The chapters are short and self-contained so this is a book you can put down and pick up when there is a gap in your life. Indeed that is the way to read the book so that you can concentrate on the unique features of each them, rather than thinking ‘I’ve seen this before a moment ago.’
Like all anthologies the quality varies, but the best is superb, sparkling, evocative writing which speaks to the human condition, not just footy, while even the more muted efforts have little gems. It is about families, dynasties even, who populated the clubs and teams for generations. The AFL’s father-and-son rule is an attenuated version of the practice which dominates most of the rural clubs through the ages.

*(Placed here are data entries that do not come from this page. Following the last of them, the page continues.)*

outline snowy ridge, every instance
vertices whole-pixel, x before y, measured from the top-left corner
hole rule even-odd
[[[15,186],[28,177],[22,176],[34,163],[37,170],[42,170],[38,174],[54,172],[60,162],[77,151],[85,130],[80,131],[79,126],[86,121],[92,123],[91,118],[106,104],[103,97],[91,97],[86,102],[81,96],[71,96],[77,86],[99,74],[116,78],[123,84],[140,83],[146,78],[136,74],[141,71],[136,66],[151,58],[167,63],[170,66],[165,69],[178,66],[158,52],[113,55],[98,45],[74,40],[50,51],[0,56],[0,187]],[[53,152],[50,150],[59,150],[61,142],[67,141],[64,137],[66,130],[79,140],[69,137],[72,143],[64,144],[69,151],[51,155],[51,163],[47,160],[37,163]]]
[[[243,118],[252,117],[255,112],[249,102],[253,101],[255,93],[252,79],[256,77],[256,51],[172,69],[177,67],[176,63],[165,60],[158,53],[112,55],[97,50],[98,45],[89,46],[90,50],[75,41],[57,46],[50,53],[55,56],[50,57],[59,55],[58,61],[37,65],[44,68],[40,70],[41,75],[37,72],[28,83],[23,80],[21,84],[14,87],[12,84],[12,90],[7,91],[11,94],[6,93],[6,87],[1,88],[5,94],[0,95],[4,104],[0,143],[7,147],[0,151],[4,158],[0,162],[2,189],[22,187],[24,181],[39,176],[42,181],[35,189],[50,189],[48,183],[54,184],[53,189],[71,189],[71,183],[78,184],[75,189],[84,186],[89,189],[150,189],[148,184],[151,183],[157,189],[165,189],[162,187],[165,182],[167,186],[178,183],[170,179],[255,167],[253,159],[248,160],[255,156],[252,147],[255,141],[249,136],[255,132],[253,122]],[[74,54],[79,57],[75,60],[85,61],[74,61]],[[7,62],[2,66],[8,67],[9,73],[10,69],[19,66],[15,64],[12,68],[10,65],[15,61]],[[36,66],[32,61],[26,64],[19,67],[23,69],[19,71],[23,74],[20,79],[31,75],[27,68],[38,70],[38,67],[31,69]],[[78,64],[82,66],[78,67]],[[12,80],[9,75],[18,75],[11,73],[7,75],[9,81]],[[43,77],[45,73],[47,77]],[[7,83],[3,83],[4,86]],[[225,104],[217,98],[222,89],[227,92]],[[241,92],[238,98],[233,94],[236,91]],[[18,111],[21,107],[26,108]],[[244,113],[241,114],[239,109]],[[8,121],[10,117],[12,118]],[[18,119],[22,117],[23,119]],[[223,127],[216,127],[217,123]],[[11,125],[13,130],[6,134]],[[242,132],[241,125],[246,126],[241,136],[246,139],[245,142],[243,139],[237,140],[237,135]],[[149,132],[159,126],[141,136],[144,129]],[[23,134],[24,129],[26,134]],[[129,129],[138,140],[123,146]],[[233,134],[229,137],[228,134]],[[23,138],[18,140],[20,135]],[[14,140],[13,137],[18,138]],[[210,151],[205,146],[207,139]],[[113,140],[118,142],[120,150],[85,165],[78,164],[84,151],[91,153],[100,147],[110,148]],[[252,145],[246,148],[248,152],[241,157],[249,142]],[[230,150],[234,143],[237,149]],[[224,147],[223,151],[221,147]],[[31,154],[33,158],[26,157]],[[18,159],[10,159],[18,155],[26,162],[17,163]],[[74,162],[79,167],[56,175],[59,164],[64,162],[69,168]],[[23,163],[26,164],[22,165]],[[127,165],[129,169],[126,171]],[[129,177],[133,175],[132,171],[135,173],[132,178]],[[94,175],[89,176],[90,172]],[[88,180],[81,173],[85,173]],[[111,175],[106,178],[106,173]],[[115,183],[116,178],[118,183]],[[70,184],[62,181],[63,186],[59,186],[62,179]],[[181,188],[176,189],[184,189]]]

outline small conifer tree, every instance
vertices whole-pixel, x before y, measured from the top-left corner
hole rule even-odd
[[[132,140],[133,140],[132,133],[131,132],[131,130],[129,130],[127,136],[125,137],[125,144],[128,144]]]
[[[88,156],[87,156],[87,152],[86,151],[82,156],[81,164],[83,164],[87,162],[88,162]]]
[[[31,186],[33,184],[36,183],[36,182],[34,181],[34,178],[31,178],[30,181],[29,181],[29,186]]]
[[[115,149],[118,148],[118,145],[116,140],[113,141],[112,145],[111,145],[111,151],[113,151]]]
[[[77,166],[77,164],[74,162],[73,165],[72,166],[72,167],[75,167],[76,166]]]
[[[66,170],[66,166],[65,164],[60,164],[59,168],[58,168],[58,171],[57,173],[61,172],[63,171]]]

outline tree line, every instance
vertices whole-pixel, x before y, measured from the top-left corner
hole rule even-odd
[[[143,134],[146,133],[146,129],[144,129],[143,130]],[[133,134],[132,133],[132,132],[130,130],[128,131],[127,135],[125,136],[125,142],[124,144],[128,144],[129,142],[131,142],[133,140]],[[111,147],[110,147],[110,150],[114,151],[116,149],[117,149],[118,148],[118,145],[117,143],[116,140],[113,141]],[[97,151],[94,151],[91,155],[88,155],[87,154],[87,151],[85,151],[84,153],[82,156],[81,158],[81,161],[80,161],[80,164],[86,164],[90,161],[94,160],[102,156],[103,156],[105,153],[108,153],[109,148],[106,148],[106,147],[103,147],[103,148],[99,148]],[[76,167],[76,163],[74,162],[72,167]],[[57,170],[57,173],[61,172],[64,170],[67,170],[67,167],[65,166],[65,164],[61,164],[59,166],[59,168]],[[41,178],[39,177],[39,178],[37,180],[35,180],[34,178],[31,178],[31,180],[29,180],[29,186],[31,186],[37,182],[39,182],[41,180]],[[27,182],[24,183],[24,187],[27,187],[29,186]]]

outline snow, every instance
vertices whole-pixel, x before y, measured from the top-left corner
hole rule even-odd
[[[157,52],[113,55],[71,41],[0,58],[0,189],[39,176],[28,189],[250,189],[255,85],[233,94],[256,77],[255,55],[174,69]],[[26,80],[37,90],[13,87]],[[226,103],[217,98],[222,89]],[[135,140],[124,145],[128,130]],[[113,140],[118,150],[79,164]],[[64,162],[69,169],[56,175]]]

Every reader will find his or her own favourites among the offerings and mine include the following.
Murray Bird writes about a fellow Queensland umpire universally known as ‘the Swine’ who sanctioned one recalcitrant player with the first ninety-metre penalty in the history of the game and laid out another with a flying elbow off the ball.
Vin Maskell takes us on a research trip and learner driver instruction with his son as he chases information for his Scoreboard Pressure website. Clint Rule is old enough to know better but he still manages to fill much of his space with the nicknames of the Adelaide University club including six of his own.

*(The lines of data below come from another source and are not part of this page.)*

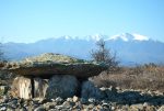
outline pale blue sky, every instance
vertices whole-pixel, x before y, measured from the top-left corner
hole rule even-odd
[[[0,0],[0,38],[139,33],[164,42],[164,0]]]

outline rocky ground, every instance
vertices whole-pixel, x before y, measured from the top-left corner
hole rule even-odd
[[[62,99],[0,97],[0,111],[164,111],[164,93],[150,90],[99,88],[103,98],[85,93]]]
[[[54,60],[65,64],[81,63],[81,60],[77,60],[75,58],[57,54],[44,54],[38,57],[27,58],[24,63],[32,63],[32,65],[35,66],[35,62],[44,62],[47,64],[47,60],[48,63],[50,62],[50,64]],[[73,66],[73,73],[74,69],[77,68]],[[82,69],[82,66],[78,67],[78,69]],[[68,70],[70,70],[70,68],[68,68]],[[145,82],[143,82],[144,80],[141,82],[140,78],[144,77],[147,81],[150,81],[149,84],[147,82],[147,86],[155,85],[155,90],[149,90],[151,88],[148,87],[147,89],[147,86],[144,87],[145,89],[140,89],[140,87],[132,88],[131,86],[127,87],[127,89],[121,87],[121,85],[129,85],[129,82],[124,81],[129,79],[129,75],[125,76],[125,74],[122,74],[122,79],[120,79],[120,75],[116,74],[109,76],[99,75],[98,81],[101,81],[102,79],[99,80],[99,78],[103,77],[103,80],[116,81],[116,85],[118,85],[113,87],[112,82],[106,82],[107,87],[97,87],[98,84],[95,84],[97,79],[89,78],[80,80],[77,78],[77,75],[52,75],[47,79],[39,76],[33,78],[19,77],[19,75],[0,70],[0,111],[164,111],[164,92],[157,90],[157,88],[163,88],[164,80],[152,79],[152,77],[163,77],[161,76],[163,71],[157,71],[156,68],[153,70],[156,71],[152,71],[151,67],[151,71],[142,73],[144,75],[139,75],[140,73],[137,71],[138,75],[134,76],[136,78],[130,78],[130,80],[132,80],[134,85],[136,82],[143,85]],[[81,75],[84,76],[87,71],[89,70],[85,70],[81,73]],[[67,73],[67,70],[65,70],[65,73]],[[160,73],[161,75],[159,76],[154,75]],[[78,71],[75,74],[79,75],[80,73]],[[147,77],[148,74],[151,77]],[[90,77],[91,75],[87,74],[86,76]],[[14,85],[12,81],[16,81],[16,78],[19,78],[17,80],[20,82],[15,82]],[[108,78],[110,78],[110,80],[108,80]],[[157,81],[160,84],[155,84]],[[12,90],[14,86],[15,88],[19,87],[15,91]],[[137,88],[140,90],[134,90]],[[152,89],[154,89],[154,87]],[[13,92],[17,92],[17,95],[14,96]],[[27,97],[28,99],[20,97]]]

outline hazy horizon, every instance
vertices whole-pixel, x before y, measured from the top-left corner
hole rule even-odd
[[[3,0],[2,42],[138,33],[164,42],[163,0]]]

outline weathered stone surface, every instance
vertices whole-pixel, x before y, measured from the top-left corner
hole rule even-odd
[[[12,85],[12,95],[24,99],[31,99],[32,98],[31,79],[25,77],[16,77]]]
[[[87,80],[82,84],[81,97],[103,99],[105,96],[92,81]]]
[[[42,78],[34,78],[34,97],[45,98],[48,88],[48,80]]]
[[[73,97],[79,88],[75,77],[70,75],[55,75],[49,79],[46,98]]]
[[[0,69],[25,76],[72,75],[87,78],[98,75],[106,66],[69,56],[44,54],[16,63],[0,63]]]
[[[96,64],[43,64],[36,63],[33,66],[17,66],[8,68],[9,71],[25,75],[25,76],[51,76],[51,75],[72,75],[78,78],[89,78],[91,76],[98,75],[102,70],[105,70],[105,66]]]

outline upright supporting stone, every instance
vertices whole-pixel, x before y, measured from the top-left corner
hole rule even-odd
[[[12,93],[20,98],[31,99],[32,98],[31,78],[16,77],[12,85]]]
[[[42,78],[34,78],[34,97],[45,98],[48,88],[48,80]]]

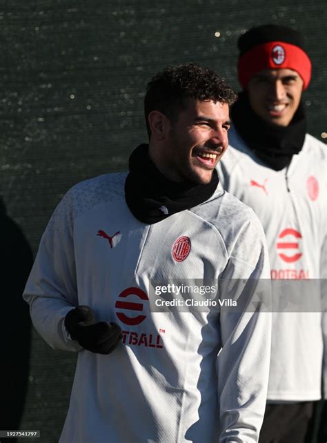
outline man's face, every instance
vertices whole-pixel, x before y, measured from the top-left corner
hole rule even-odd
[[[189,99],[172,125],[161,157],[161,171],[175,181],[206,184],[227,149],[230,126],[226,103]]]
[[[303,80],[296,71],[291,69],[262,70],[248,82],[250,104],[265,121],[287,126],[299,106],[302,88]]]

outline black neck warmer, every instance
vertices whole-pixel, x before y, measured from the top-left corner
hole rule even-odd
[[[280,170],[290,164],[304,143],[306,115],[300,104],[288,126],[271,125],[252,110],[246,92],[241,92],[232,107],[231,117],[236,130],[252,150],[270,168]]]
[[[146,144],[140,145],[133,151],[129,160],[130,173],[125,182],[127,205],[142,223],[157,223],[206,201],[215,193],[219,181],[215,169],[208,184],[171,181],[157,169],[148,152]]]

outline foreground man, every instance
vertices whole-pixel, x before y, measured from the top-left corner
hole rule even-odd
[[[288,28],[259,26],[239,38],[239,48],[244,91],[232,108],[236,130],[219,177],[259,216],[272,279],[326,278],[326,146],[306,133],[301,97],[311,63],[302,37]],[[314,401],[321,397],[321,321],[320,312],[273,315],[262,443],[301,443],[308,435]]]
[[[257,217],[217,188],[234,99],[197,65],[159,72],[129,173],[74,186],[50,221],[24,297],[46,342],[79,352],[61,443],[257,442],[271,315],[149,309],[155,281],[215,282],[222,298],[225,279],[250,300],[269,278]]]

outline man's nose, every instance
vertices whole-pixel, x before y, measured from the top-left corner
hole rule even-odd
[[[275,100],[279,101],[286,97],[286,90],[281,80],[276,80],[270,85],[270,95]]]
[[[225,145],[226,143],[228,143],[227,132],[222,128],[212,129],[210,141],[218,146]]]

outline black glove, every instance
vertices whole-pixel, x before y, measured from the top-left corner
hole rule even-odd
[[[97,354],[110,354],[123,338],[121,328],[116,323],[97,323],[90,306],[80,306],[70,311],[65,317],[65,326],[73,340]]]

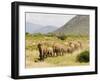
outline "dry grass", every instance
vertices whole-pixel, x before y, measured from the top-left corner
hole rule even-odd
[[[44,61],[39,61],[39,52],[37,49],[37,43],[41,41],[47,42],[58,42],[65,43],[67,41],[77,41],[80,40],[82,42],[83,48],[76,50],[72,54],[66,53],[64,56],[57,57],[48,57]],[[89,65],[89,63],[80,63],[76,61],[76,57],[82,51],[89,49],[89,42],[87,37],[80,38],[72,38],[68,37],[66,40],[60,40],[56,37],[26,37],[26,68],[34,68],[34,67],[55,67],[55,66],[81,66],[81,65]]]

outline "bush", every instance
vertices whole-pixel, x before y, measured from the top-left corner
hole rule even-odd
[[[89,51],[84,51],[77,56],[79,62],[89,62]]]
[[[60,36],[57,36],[59,39],[61,40],[65,40],[66,39],[66,35],[60,35]]]

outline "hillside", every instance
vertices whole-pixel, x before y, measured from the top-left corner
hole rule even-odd
[[[57,35],[89,35],[89,16],[77,15],[53,33]]]

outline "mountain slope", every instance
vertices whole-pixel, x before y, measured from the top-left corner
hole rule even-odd
[[[89,16],[77,15],[53,33],[89,35]]]

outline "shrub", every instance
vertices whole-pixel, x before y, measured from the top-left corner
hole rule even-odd
[[[65,40],[66,39],[66,35],[60,35],[60,36],[57,36],[59,39],[61,40]]]
[[[79,62],[89,62],[89,51],[84,51],[77,56]]]

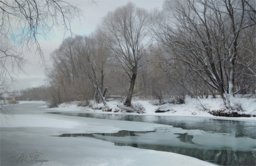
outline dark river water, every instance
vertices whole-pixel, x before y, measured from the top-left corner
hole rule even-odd
[[[254,121],[186,116],[49,113],[170,125],[150,132],[64,133],[60,137],[91,137],[116,146],[174,152],[221,165],[256,165],[256,122]]]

Robert Allen takes us to Minyip in search of Roy Cazaly’s brief spell in the Wimmera where the store he was supposed to be running during interludes between footy and cricket went bankrupt in 1925. The bonus in this story is a short history of the Minyip club and the Wimmera league, one of the strongest local competitions of that era.
Michael Sexton tells of matches for Edwardstown Baptist in Adelaide where he and a bunch of his university mates used to turn up for a game and be thumped by more industrial spirits. But that lets him bookend his story with Gavin Wanganeen’s first game of football for the red and blacks at the age of fourteen. The Brownlow medallist and premiership player remembers ‘I played for them, it was great. I got my eye socket busted in that match’.

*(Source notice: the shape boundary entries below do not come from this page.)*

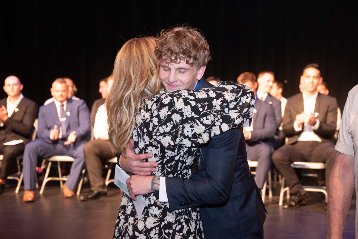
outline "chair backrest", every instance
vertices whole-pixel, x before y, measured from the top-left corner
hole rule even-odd
[[[36,138],[36,135],[37,134],[37,129],[38,129],[38,125],[39,123],[39,120],[37,119],[36,119],[35,120],[35,121],[34,122],[34,127],[35,128],[35,130],[34,130],[34,132],[32,133],[32,140],[34,140]]]

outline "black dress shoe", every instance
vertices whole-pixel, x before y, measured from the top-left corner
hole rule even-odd
[[[101,196],[107,196],[107,193],[103,192],[98,192],[97,191],[92,191],[88,195],[81,196],[79,197],[79,200],[81,201],[87,201],[91,199],[97,199],[100,198]]]
[[[308,202],[308,194],[307,192],[299,191],[291,195],[290,201],[283,206],[285,209],[296,208],[301,205],[304,205]]]
[[[0,184],[0,194],[2,194],[4,191],[5,191],[5,187],[6,186],[5,184]]]

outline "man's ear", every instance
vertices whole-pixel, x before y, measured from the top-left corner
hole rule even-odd
[[[206,66],[203,65],[198,70],[198,74],[197,75],[197,79],[198,81],[200,81],[203,78],[204,73],[205,72],[205,69],[206,69]]]

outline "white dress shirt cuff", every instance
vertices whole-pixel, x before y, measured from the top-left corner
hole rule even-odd
[[[318,129],[319,127],[319,120],[316,118],[316,124],[312,127],[312,129],[314,130],[317,130]]]
[[[160,203],[168,203],[166,189],[165,188],[165,177],[161,177],[159,183],[159,201]]]
[[[297,123],[297,121],[295,120],[293,123],[293,127],[295,128],[295,130],[296,132],[298,132],[302,130],[302,127],[299,127],[298,124]]]

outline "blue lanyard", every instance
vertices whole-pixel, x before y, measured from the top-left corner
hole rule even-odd
[[[194,89],[194,91],[196,91],[197,89],[198,89],[199,88],[199,87],[200,86],[200,82],[201,81],[201,79],[199,80],[198,81],[198,83],[197,83],[197,86],[195,87],[195,88]]]

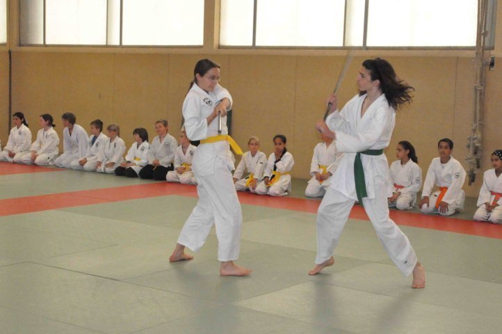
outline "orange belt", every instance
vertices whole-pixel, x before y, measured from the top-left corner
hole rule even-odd
[[[439,203],[443,200],[443,198],[444,197],[444,194],[446,193],[446,191],[448,190],[447,186],[440,186],[439,190],[441,191],[441,193],[439,193],[439,196],[437,196],[437,200],[436,200],[436,209],[439,209]]]
[[[492,202],[492,205],[494,205],[496,204],[499,203],[499,200],[501,197],[502,197],[501,193],[496,193],[495,191],[490,191],[492,193],[492,195],[495,196],[495,198],[493,199],[493,202]]]
[[[251,185],[251,182],[252,182],[253,180],[254,180],[254,173],[250,173],[249,177],[248,177],[248,181],[245,182],[246,188],[249,188],[249,186]]]

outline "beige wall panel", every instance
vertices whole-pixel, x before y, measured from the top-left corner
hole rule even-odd
[[[248,139],[258,136],[267,157],[272,138],[281,134],[295,157],[294,138],[296,57],[232,56],[228,88],[234,98],[232,136],[247,150]],[[226,76],[226,75],[225,75]],[[292,173],[299,177],[296,167]]]
[[[0,140],[2,148],[9,136],[9,54],[0,52]]]
[[[197,62],[208,55],[170,55],[169,56],[169,94],[168,109],[170,133],[177,139],[181,125],[183,101],[188,90],[190,82],[193,79],[193,69]],[[228,88],[229,56],[213,55],[210,58],[220,67],[220,84]],[[232,92],[231,92],[232,93]]]
[[[455,82],[455,114],[453,120],[453,136],[451,138],[455,144],[453,157],[460,161],[464,169],[469,173],[469,166],[465,161],[469,155],[467,137],[470,135],[474,121],[474,81],[476,68],[473,58],[459,58],[457,65]],[[481,177],[480,179],[483,179]],[[476,177],[476,182],[469,185],[469,175],[464,184],[464,190],[467,196],[476,197],[479,194],[483,180]]]
[[[476,177],[476,183],[483,182],[483,173],[492,168],[489,160],[492,152],[495,150],[502,150],[502,58],[495,59],[493,71],[487,71],[485,87],[482,127],[483,158],[481,168]],[[477,189],[478,190],[479,187]]]
[[[38,116],[50,113],[63,149],[60,116],[70,111],[88,132],[91,120],[109,120],[113,108],[113,56],[18,53],[13,62],[13,111],[25,113],[33,134]]]
[[[411,104],[398,110],[392,139],[385,154],[396,160],[396,147],[408,141],[415,148],[425,178],[437,140],[453,134],[455,58],[387,58],[397,75],[415,88]]]
[[[129,148],[133,130],[144,127],[149,140],[155,121],[168,118],[169,58],[162,54],[115,54],[113,114]]]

Di Langton tells how she got a gig as a football writer for the Amateur Footballer on the strength of a description of Chopper Read’s ears and Katie Lambeski celebrates a premiership with St Albans Spurs seconds.
Quirky, sad, inspiring, funny and thoughtful, this is as good an account of what the game has contributed to Australian life and really means to its devotees even in this commercialised age.